Minding the Gap: Serious progress towards bridging the IoT ‘chasm’ – Part 2

For both developers and network providers, the road to the Internet of Things (IoT) has meant stepping into the unknown, but purpose-built test tools and services are now lighting the way, according to Stephen Douglas Solutions & Technical Strategy lead, Internet of Things, Spirent Communications.

From the providers’ side

The network provider sees a superlative market opportunity ahead with all these new devices needing to be connected, but then come the doubts:

    • What are these devices? The IMEI data informs the network that a particular off-the-shelf connectivity module has been added – but what is it serving? It could be simply a parking meter, or it could be a critical heart rate monitor?
    • What traffic patterns might they impose on my network? It may be safe to assume that most small IoT devices will put very little load during normal operation, but what might happen if, following a power cut, tens of thousands of them all log onto the network at the same time?
    • Are they safe to go on my network?

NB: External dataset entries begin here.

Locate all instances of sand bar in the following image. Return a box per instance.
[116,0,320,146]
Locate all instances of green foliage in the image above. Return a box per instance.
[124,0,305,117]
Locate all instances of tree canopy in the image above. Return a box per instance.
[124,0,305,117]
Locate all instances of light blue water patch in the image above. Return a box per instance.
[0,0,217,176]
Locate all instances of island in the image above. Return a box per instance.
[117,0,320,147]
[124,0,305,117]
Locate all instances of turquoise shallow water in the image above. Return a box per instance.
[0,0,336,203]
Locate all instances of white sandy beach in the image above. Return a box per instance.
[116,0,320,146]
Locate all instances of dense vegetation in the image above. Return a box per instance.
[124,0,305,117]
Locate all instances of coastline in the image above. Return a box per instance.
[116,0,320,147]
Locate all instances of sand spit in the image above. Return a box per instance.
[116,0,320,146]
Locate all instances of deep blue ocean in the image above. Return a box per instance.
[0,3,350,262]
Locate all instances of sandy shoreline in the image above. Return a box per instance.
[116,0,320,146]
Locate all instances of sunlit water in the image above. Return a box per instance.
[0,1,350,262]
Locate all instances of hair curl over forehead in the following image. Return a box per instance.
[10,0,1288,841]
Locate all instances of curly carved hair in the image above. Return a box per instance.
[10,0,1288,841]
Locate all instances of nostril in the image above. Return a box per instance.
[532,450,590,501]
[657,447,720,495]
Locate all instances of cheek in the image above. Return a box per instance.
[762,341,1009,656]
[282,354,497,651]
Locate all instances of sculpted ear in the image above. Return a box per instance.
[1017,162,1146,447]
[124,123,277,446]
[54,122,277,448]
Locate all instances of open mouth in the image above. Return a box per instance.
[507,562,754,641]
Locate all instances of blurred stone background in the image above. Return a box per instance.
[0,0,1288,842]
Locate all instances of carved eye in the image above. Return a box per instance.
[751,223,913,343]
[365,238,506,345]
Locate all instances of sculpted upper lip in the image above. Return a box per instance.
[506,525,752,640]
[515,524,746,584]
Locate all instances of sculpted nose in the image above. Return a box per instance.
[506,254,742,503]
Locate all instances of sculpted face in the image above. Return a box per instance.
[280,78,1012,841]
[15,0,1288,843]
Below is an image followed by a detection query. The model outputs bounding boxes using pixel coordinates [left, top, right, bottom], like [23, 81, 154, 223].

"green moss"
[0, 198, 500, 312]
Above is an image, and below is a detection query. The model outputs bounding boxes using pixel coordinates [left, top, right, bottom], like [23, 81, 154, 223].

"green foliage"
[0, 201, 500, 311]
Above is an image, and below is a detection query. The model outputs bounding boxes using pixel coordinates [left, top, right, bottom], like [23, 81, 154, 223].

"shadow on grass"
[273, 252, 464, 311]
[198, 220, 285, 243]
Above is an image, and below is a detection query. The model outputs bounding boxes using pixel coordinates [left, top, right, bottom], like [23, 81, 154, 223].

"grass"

For example: what is the risk of adding a big population of very simple, unprotected elements to a network that has previously only served computers and smartphones incorporating their own sophisticated security measures.
    • What QoS do they require? There will be a world of difference between the service demands of a parking monitor, a driverless vehicle, a smoke detector and a remote heart monitor.
    • How might they impact my traditional services? As in the second question, it is necessary to think not only about everyday operation, but also what might happen under extreme conditions.

The network provider’s problem has more to do with the sheer scale of the IoT. It is one thing to accommodate a new device on an existing network, but quite another to predict what might happen when many thousands of devices are installed.

As the above questions suggest, there is also the challenge of sheer diversity of needs, traffic and criticality. The whole IoT population can be divided into two main types.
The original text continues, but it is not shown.